Research
The Li lab combines chemistry, biochemistry, immunology, and physiology to uncover fundamental mechanisms of our first line of defense against pathogens and cancer: innate immunity. Activation of innate immunity is a proven therapeutic strategy for vaccination, viral infection, and cancer, while inhibition is a strategy for treating autoimmune diseases and neurodegeneration. We explore the novel chemistry of these pathways to understand and develop new therapeutic targets and drugs that can manipulate innate immune activation with precision.
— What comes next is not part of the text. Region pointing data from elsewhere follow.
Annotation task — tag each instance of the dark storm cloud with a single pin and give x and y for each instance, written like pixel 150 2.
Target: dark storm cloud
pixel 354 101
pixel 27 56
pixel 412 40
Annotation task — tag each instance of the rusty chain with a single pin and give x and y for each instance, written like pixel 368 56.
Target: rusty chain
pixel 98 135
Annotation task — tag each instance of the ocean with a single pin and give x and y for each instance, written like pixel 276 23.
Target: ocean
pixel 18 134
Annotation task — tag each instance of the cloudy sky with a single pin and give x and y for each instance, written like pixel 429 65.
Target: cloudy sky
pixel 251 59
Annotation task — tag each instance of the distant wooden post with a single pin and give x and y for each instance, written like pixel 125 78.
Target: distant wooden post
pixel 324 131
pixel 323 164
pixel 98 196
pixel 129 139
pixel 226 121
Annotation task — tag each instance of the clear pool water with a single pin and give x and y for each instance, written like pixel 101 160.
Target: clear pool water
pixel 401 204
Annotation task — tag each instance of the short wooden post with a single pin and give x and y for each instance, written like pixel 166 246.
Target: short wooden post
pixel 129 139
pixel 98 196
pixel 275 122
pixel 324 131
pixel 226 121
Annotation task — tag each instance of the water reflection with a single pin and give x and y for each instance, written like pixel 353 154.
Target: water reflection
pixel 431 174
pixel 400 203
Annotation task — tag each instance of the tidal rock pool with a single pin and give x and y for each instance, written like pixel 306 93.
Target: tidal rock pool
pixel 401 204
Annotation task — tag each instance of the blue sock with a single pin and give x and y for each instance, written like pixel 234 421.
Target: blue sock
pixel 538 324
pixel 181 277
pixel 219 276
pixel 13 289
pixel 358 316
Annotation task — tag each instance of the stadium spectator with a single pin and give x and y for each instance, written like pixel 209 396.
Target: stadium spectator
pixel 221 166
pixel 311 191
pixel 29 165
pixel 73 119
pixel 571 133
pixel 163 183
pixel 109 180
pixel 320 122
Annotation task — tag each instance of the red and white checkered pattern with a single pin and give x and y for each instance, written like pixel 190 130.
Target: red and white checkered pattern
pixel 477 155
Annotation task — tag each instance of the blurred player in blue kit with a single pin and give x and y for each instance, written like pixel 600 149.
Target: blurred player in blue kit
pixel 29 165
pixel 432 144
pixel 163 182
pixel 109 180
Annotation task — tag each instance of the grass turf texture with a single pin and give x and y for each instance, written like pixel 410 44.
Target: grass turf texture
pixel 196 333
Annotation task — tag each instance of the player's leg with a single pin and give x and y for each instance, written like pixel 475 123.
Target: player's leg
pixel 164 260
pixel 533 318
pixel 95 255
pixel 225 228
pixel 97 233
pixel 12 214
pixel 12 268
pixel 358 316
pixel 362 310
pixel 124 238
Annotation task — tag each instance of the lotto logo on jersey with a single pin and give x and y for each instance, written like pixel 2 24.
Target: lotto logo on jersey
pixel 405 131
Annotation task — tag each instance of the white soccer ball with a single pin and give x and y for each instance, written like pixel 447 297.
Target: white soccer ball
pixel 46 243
Cell-Specific Molecular Mechanisms
The innate immune STING pathway senses cytosolic dsDNA and generates the second messenger cGAMP, which activates STING to initiate downstream immune signaling. It exists in a delicate balance: it must detect and defend against viruses and cancer but not aberrantly respond to benign self dsDNA. We previously discovered that cGAMP is an immunotransmitter that is secreted by producing cells and detected by various immune cell types and stromal cells. We investigate cell type-specific cGAMP and STING regulation using chemical biology and genetic approaches, and discover new, potentially druggable checkpoints on the pathway.
Biochemical Mechanisms
We use classic biochemistry, structural biology, and medicinal chemistry to investigate at the atomic level how protein and small molecule immunomodulators of the STING pathway function effectively and how they fall into dysregulation and cause inflammation. In parallel, we develop and refine prototype drugs that bind to targets in the STING pathway and can be used to test therapeutic hypotheses in disease models.
Immunological Disease Models
Cancer and autoimmunity are two sides of the same coin of STING physiology. We have strong interest in the balancing act of the STING pathway in whole organisms. We rely heavily on mouse genetic models and are building cutting-edge genetic knock-in mouse strains that selectively perturb regulators that we have uncovered. We use these mouse strains coupled with cancer, infection, and autoimmune disease models to contextualize the roles of each regulator in different disease settings. We also use these disease models to test our therapeutic hypotheses and lead compounds.